The first reports were released Jan. 14 and differed greatly from what we have seen over the years from the voluntary system. Consider:

  • The afternoon mandatory report for Jan. 7 (released on Jan.14) included data for 552.8 loads of product. That compares to 91.5 loads on the voluntary report for that day. The 552.8 loads were more than was reported “weekly” for every week except two since January 2005.
  • The Jan. 7 afternoon mandatory report contained quotes for 114 pork cuts, while the voluntary report for that same day contained quotes for 24. The mandatory report, of course, contains far more cuts to start with as USDA lists 288 individual line items under regular pork cuts and another 48 for cuts with added ingredients. But 114 vs. 24 is a big gain in the number of prices published, and prices were reported for another 60 regular pork cuts and 13 added-ingredient cuts that could not be published due to confidentiality restrictions. Add those and that advantage goes to 192 vs. 24.

Perhaps the most noteworthy difference so far is that the “estimated” cutout values on the mandatory reports have been higher than those of the voluntary report. First, note my emphasis on the term “estimated.” USDA does not know the cutout values of carcasses moving through any given plant. In fact, plants and companies only know those “on average” since the weights of cuts coming from individual carcasses are not generally recorded. USDA simply uses the average prices reported for each cut and a set of average cut yields to estimate the cutout value. So, the value is determined by the prices and the yields.

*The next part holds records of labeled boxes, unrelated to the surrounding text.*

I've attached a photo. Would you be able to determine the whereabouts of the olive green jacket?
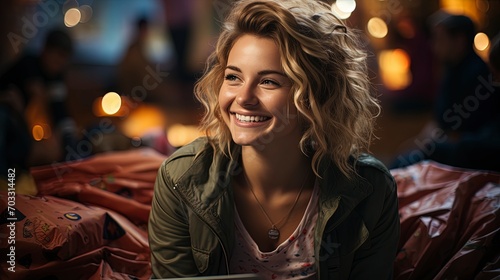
[148,138,399,280]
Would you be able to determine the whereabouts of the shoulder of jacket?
[355,153,394,189]
[161,137,211,181]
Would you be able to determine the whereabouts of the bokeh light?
[331,3,351,19]
[379,49,412,90]
[121,104,165,139]
[167,124,203,147]
[474,32,490,51]
[31,123,52,141]
[64,8,82,27]
[101,91,122,115]
[366,17,389,38]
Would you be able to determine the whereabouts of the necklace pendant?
[267,226,280,240]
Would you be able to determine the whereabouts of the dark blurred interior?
[0,0,500,175]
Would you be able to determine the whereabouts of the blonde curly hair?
[195,0,380,177]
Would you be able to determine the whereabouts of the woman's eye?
[224,74,238,81]
[262,80,280,86]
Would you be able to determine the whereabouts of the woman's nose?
[236,83,259,107]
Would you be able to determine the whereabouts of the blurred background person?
[0,29,76,177]
[391,15,500,170]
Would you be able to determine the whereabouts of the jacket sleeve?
[349,171,400,279]
[148,160,199,278]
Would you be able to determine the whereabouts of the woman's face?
[219,35,302,148]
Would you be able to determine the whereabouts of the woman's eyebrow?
[226,65,288,78]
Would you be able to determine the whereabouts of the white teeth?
[235,114,268,122]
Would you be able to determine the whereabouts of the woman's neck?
[241,146,314,197]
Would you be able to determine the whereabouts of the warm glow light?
[331,3,351,19]
[335,0,356,13]
[366,17,389,38]
[474,32,490,51]
[64,8,82,27]
[167,124,202,147]
[78,5,94,23]
[101,91,122,115]
[379,49,412,90]
[31,124,43,141]
[121,104,165,138]
[439,0,484,23]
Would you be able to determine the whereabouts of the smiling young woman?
[149,0,399,279]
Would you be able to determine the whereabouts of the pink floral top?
[229,183,319,279]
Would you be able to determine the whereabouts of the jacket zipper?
[173,183,229,275]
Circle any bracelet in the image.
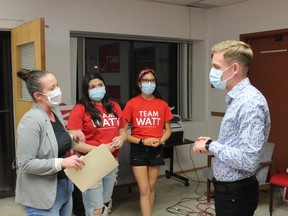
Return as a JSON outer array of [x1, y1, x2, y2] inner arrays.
[[138, 139, 144, 146]]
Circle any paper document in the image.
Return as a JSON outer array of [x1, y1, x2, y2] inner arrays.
[[64, 145, 119, 192]]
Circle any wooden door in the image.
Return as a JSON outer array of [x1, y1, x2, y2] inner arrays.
[[11, 18, 45, 127], [241, 29, 288, 171]]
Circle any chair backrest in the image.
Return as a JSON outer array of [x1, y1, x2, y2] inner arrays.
[[256, 142, 275, 184]]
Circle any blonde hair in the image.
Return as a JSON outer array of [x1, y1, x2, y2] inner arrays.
[[211, 40, 253, 68]]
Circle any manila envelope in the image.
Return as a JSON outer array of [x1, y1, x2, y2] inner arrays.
[[64, 145, 119, 192]]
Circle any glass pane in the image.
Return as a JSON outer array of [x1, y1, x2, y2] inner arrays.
[[85, 38, 177, 113], [19, 43, 35, 101]]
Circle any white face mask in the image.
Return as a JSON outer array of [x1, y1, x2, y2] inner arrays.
[[209, 65, 235, 90], [40, 87, 62, 107]]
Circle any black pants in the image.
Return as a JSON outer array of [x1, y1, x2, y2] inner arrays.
[[214, 178, 259, 216]]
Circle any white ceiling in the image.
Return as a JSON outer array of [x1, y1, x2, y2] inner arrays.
[[144, 0, 248, 9]]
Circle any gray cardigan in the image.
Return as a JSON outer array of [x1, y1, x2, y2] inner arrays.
[[15, 104, 64, 209]]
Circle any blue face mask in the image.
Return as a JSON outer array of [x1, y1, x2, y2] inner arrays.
[[89, 86, 106, 101], [209, 65, 235, 90], [141, 82, 156, 95]]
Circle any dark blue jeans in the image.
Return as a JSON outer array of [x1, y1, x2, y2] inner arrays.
[[215, 180, 259, 216]]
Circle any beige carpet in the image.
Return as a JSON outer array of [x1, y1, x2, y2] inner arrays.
[[0, 171, 288, 216]]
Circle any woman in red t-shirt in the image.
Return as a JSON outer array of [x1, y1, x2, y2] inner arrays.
[[123, 68, 173, 216], [67, 73, 127, 215]]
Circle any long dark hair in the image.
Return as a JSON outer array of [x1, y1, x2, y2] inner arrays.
[[78, 72, 118, 127], [132, 68, 162, 99]]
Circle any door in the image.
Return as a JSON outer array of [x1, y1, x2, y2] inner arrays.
[[241, 29, 288, 171], [0, 18, 45, 198], [11, 18, 45, 127]]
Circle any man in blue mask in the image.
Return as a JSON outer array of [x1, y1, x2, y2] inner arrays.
[[193, 41, 271, 216]]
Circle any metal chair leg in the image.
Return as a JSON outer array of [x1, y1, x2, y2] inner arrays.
[[206, 179, 211, 203], [269, 184, 274, 216]]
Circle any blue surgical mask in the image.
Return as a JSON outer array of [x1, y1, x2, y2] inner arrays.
[[209, 65, 235, 90], [89, 86, 106, 101], [141, 82, 156, 95]]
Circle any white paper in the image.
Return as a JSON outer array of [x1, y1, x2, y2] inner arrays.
[[64, 144, 119, 192]]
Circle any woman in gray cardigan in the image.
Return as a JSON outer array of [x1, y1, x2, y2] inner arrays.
[[15, 70, 84, 216]]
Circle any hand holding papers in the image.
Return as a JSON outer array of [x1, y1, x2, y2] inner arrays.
[[64, 145, 119, 192]]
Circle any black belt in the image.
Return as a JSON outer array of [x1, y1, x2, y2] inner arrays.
[[212, 175, 257, 192]]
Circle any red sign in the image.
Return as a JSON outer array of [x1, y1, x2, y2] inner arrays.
[[99, 43, 120, 73]]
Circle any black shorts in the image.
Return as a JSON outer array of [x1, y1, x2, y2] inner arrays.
[[130, 143, 165, 166]]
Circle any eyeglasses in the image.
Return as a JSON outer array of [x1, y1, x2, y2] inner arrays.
[[141, 79, 156, 83]]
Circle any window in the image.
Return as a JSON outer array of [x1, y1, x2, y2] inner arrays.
[[71, 34, 192, 119]]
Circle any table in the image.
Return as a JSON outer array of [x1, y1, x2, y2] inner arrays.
[[164, 139, 194, 186]]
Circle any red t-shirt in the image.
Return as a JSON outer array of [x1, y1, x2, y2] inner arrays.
[[66, 100, 125, 157], [123, 95, 173, 139]]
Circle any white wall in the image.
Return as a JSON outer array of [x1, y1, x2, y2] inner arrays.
[[207, 0, 288, 138]]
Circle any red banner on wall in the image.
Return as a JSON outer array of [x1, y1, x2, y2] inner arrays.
[[99, 43, 120, 73]]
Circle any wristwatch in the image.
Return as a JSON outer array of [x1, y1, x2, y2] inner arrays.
[[205, 139, 213, 151], [138, 139, 144, 145]]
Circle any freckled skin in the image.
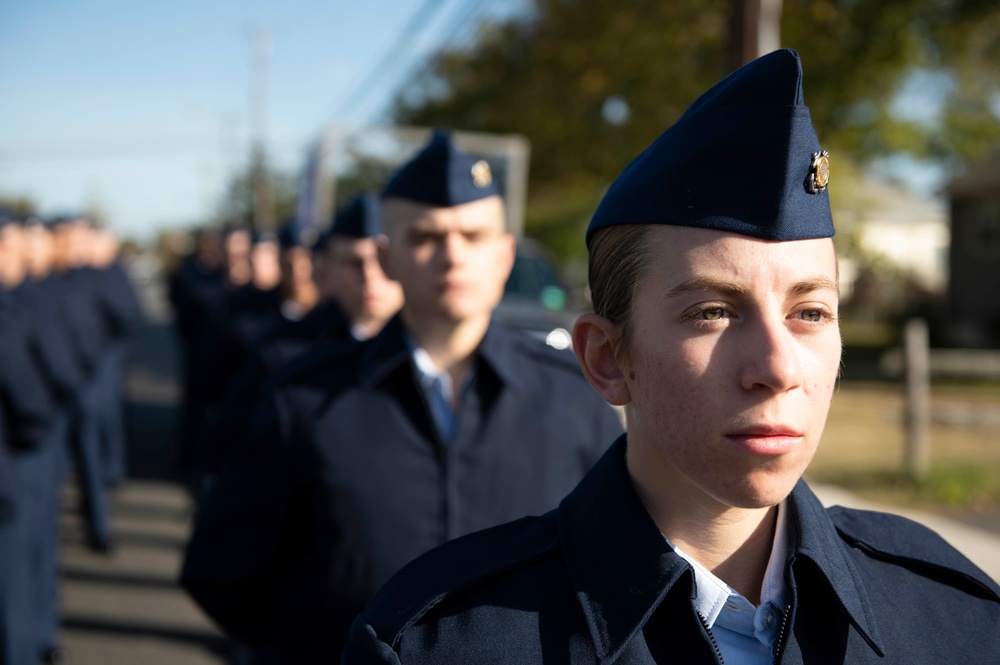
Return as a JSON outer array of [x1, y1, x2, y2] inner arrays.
[[622, 226, 841, 513]]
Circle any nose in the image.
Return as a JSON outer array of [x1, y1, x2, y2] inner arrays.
[[441, 233, 465, 267], [740, 315, 802, 393]]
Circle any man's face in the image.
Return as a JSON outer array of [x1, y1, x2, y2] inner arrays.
[[382, 197, 514, 323], [329, 237, 403, 322], [622, 226, 841, 508]]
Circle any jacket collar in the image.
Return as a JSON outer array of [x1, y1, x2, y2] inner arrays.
[[559, 435, 884, 663], [359, 314, 524, 389], [788, 480, 885, 656]]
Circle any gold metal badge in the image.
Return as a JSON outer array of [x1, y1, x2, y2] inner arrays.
[[472, 159, 493, 189], [806, 150, 830, 194]]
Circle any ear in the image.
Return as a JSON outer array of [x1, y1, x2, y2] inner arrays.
[[573, 312, 632, 406], [499, 233, 517, 281], [375, 233, 399, 282]]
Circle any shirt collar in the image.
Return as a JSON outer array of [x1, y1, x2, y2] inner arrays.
[[664, 499, 788, 628], [558, 435, 884, 662], [360, 314, 534, 390]]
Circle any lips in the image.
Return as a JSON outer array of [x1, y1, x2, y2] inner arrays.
[[725, 424, 803, 455]]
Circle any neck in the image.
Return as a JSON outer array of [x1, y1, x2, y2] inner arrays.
[[402, 305, 490, 386], [627, 448, 778, 605]]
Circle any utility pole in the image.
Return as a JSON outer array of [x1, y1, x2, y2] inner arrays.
[[729, 0, 781, 69], [250, 26, 275, 229]]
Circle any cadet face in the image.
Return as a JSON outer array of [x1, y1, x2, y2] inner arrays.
[[330, 237, 403, 322], [621, 226, 841, 508], [382, 196, 514, 322]]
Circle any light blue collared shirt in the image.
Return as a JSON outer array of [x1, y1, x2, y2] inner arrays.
[[406, 335, 455, 443], [667, 501, 788, 665]]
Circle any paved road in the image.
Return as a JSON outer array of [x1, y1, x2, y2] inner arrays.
[[60, 278, 230, 665], [54, 272, 1000, 665]]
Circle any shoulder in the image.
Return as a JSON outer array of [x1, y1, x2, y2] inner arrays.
[[364, 511, 558, 644], [827, 506, 1000, 602]]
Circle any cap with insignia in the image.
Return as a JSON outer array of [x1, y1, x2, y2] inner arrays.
[[328, 192, 382, 238], [382, 130, 500, 208], [587, 49, 834, 245], [0, 208, 21, 229], [47, 213, 86, 231]]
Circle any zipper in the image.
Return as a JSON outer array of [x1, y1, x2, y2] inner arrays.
[[698, 612, 726, 665], [774, 603, 792, 665]]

Because we expected the average prices to be lower when all prices got reported, this higher cutout value is a bit of a surprise. A major reason for the surprise is that USDA is using a new, updated set of cut yields. Those yields were provided by packers during the MPR implementation. They are not part of mandatory reporting, but packers did agree during the rulemaking process to provide average cut yields annually. That is far more frequent than USDA has updated yields in the past and will result in a much more accurate, timely estimated cutout value for the industry.

Finally, there is some discussion regarding how long the one-week delayed reporting will continue. As mentioned, USDA says it will do that only through Jan. 28. Some participants – including producers and packers -- in the MRP-negotiated rulemaking process believe this is not long enough to observe the differences. Many feel USDA agreed to at least six months of parallel reporting and fear that publishing voluntary and mandatory at the same time will kill any incentive to report on the voluntary system.

Any transition is tricky and providing an overlap is ideal. I understand why it seems illogical to keep data on ice for a week when it appears to be much broader and more robust than what we have had. But an overlap is indeed needed and I hope the parties to this system can find a way to provide it for as long as possible.